Every emotion has a physical reaction that is triggered as a result of it, these are called psychosomatic responses. The tightening of the chest when you are sad, the butterflies in your stomach when you are in love, the feeling of lightness when you are happy, those are psychosomatic responses. People usually only become aware of these physical sensations when they experience a strong emotion because the reactions are strong as well. However, every emotion has a physical response, even if you are not aware of it.
Psychosomatic responses, therefore, provide us with a great way of knowing how our emotional-self really feels about something. The technique will be described in a step-by-step manner, but over time, as you use this technique, you may not need to follow each step every time. The key is to determine what psychosomatic response you are feeling at that moment. Whether an individual will need to act out on these emotions every time depends entirely on the sensitivity of that individual. The technique is as follows:
Step 1: Take a deep breath
Step 2: Feel each breath moving down your throat into your chest, filling your lungs.
Step 3: Similarly follow each exhale.
Step 4: Observe what is happening in your body as it is, is there a tightening of the chest, do you feel a lightness, etc.

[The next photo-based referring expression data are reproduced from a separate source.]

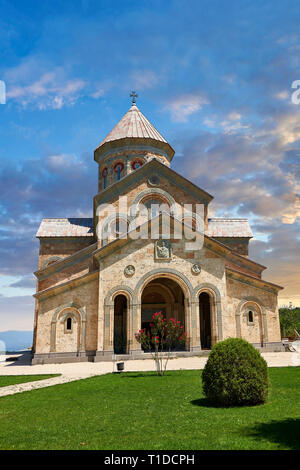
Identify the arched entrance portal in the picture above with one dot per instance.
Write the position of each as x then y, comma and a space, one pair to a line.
120, 324
162, 295
205, 320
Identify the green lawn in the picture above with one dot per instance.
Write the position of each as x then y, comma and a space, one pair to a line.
6, 380
143, 411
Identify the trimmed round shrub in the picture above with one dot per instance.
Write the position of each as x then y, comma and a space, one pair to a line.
235, 374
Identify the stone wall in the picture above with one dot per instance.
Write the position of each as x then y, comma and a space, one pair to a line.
85, 296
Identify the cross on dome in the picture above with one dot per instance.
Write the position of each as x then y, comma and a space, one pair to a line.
133, 95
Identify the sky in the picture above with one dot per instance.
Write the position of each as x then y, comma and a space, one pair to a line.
214, 77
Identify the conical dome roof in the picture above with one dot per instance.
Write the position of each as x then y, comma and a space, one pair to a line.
134, 125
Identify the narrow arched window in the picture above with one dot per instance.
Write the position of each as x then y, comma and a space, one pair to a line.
69, 324
118, 170
104, 177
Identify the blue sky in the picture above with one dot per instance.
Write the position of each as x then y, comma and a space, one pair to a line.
214, 77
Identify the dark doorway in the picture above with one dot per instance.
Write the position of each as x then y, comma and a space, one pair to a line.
120, 324
205, 320
166, 296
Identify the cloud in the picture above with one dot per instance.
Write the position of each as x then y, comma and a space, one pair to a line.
50, 91
28, 281
183, 106
52, 186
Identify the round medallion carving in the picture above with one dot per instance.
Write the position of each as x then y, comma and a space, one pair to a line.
196, 268
129, 270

Using these 4 simple steps, you can figure out how you truly feel at any moment, about any topic, person, or object. Keep in mind, awareness of a feeling doesn’t mean you have to act out that feeling. Feeling something simply means that your unconscious Emotional-self considers a particular incident, person or thing is capable of bringing an emotional response. Emotion is simply the unconscious conveying to you what makes sense evolutionarily through chemical release in your brain. Whether that particular assessment of your unconscious is a valid judgment is something you should consciously determine by thinking rationally. Reacting emotionally every time will simply lead your life in the wrong direction, and will make your life more chaotic and stressful. Being aware of what you feel is the first step in dealing with those feelings logically, effectively, and not letting them overwhelm your process of making rational decisions.